Due to the holidays, the recount is on hold until January. However, a review of 20% of the votes led opponents to believe the initial results were accurate. Maine’s legal cannabis is no longer in jeopardy.
“We are excited and grateful that the No on 1 campaign has decided not to drag this out any longer so we can start the business of implementation and responsibly regulate marijuana,” said David Boyer, manager of the Yes on 1 campaign.
When Will The Measure Go Into Effect?
The measure was supposed to go into effect on January 7. However, the recount will likely push this date back. There is still no exact date due to the delays.
The secretary of state must first certify the results, and that might take about a week. The measure should become legal 30 days after the governor affirms the results. So, January 7th is already not possible, but Boyer and the Yes on 1 campaign hope it happens “sometime in January.”

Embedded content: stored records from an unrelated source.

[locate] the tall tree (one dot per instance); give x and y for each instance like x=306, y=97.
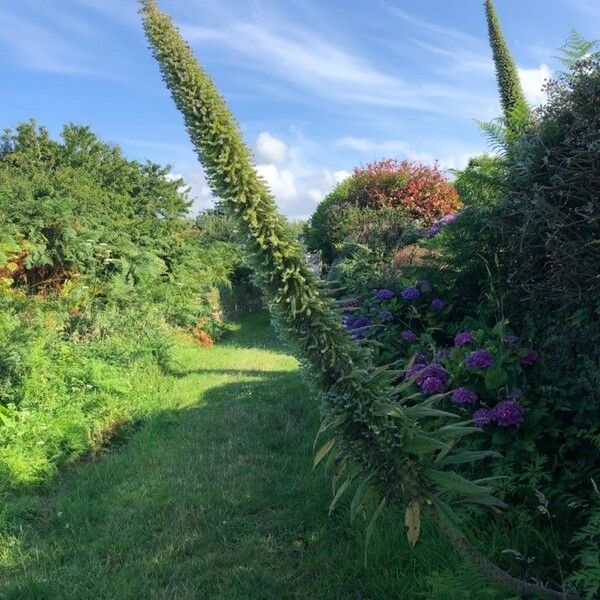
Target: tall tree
x=375, y=438
x=511, y=92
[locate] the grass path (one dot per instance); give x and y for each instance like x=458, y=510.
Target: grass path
x=212, y=496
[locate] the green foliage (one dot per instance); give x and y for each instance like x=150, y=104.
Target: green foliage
x=481, y=181
x=367, y=440
x=97, y=258
x=511, y=93
x=383, y=205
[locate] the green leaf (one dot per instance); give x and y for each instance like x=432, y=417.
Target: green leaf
x=412, y=520
x=371, y=525
x=495, y=378
x=323, y=451
x=467, y=457
x=422, y=445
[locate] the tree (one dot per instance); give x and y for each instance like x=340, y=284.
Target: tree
x=511, y=93
x=374, y=440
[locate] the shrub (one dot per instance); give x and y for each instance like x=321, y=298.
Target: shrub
x=380, y=205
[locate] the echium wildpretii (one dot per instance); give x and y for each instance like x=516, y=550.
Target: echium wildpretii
x=373, y=435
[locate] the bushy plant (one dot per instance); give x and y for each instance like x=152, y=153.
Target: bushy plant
x=379, y=205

The delay caused concern among legalization supporters.
“Every day the implementation of this law is delayed there are adults out there who are subject to punishment for responsible use of marijuana,” said Alysia Melnick from the “Yes On 1” campaign. “And this delays responsible and effective implementation.”
Usually opponents of marijuana legalization like the DEA attempt to delay or prevent the legalization of all things cannabis. So, it’s refreshing to see opponents back off when they’ve got no real reason to continue.
After the recount had started, opponents received harsh criticisms for their action. Then, they kept their promise not to drag it out after having received the first 20% of the ballots. Kudos to the “no on 1” campaign for not being Scrooges this Christmas.
Maine should be seeing the implementation of their Question 1 measure later on in January. It won’t be long until Maine joins Massachusetts with legal weed on the East Coast.